A validated model to predict microalgae growth in outdoor pond cultures subjected to fluctuating light intensities and water temperatures

A microalgae growth model was developed for predicting biomass productivity in outdoor ponds under nutrient-replete conditions and diurnally fluctuating light intensities and water temperatures. The model was validated for three different species (Chlorella sorokiniana, Nannochloropsis salina, Picochlorum sp.), successfully predicting biomass growth and productivity in all three cases in raceway pond cultures.

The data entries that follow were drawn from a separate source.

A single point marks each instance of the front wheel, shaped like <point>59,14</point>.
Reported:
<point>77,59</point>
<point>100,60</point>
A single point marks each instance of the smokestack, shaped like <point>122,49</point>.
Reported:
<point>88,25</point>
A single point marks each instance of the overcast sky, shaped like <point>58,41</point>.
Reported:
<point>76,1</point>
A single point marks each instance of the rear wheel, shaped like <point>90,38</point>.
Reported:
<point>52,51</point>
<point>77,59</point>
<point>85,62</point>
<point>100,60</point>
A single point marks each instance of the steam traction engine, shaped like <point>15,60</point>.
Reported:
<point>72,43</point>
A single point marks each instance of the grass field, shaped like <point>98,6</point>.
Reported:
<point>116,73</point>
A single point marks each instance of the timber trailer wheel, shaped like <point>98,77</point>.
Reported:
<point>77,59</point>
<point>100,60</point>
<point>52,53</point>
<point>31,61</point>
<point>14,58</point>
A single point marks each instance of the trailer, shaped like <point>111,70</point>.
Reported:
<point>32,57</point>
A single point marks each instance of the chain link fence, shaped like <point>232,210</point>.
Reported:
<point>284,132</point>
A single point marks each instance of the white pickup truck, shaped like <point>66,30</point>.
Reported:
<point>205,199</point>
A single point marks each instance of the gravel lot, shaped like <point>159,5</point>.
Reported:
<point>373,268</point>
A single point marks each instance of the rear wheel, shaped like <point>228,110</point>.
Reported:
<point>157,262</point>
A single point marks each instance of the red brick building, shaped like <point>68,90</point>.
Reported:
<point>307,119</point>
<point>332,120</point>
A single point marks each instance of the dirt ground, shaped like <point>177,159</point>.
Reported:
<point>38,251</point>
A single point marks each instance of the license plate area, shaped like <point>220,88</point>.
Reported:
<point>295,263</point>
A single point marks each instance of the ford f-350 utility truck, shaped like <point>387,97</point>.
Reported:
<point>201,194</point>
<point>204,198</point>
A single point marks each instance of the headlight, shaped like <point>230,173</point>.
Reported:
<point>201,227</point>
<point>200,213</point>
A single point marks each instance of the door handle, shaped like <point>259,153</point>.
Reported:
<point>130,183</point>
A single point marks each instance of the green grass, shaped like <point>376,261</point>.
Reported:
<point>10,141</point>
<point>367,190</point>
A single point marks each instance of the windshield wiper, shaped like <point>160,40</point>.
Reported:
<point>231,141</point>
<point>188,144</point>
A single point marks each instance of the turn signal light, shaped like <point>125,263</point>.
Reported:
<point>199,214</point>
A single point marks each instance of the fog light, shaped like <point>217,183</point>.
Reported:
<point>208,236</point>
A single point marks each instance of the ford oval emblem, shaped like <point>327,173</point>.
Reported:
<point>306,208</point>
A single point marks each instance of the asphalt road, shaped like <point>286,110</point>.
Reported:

The model can be run in batch and continuous culture mode at different culture depths and, in addition to incident sunlight and water temperature data, requires the following experimentally determined strain-specific input parameters: growth rate as a function of light intensity and temperature, biomass loss rate in the dark as a function of temperature and light intensity during the preceding light period, and the scatter-corrected biomass light absorption coefficient. Light attenuation due to biomass was estimated on the basis of a scatter-corrected Beer–Lambert law in a culture theoretically divided into discrete volume layers which receive decreasing amounts of light with depth. Sensitivity of model predictions to deviations in input parameters was moderate. To increase the predictive power of this and other microalgae biomass growth models, a better understanding is needed of the effects of mixing-induced rapid light–dark cycles on photo-inhibition and short-term biomass losses due to dark respiration in the aphotic zone of the pond. The model is also applicable to photobioreactor cultures.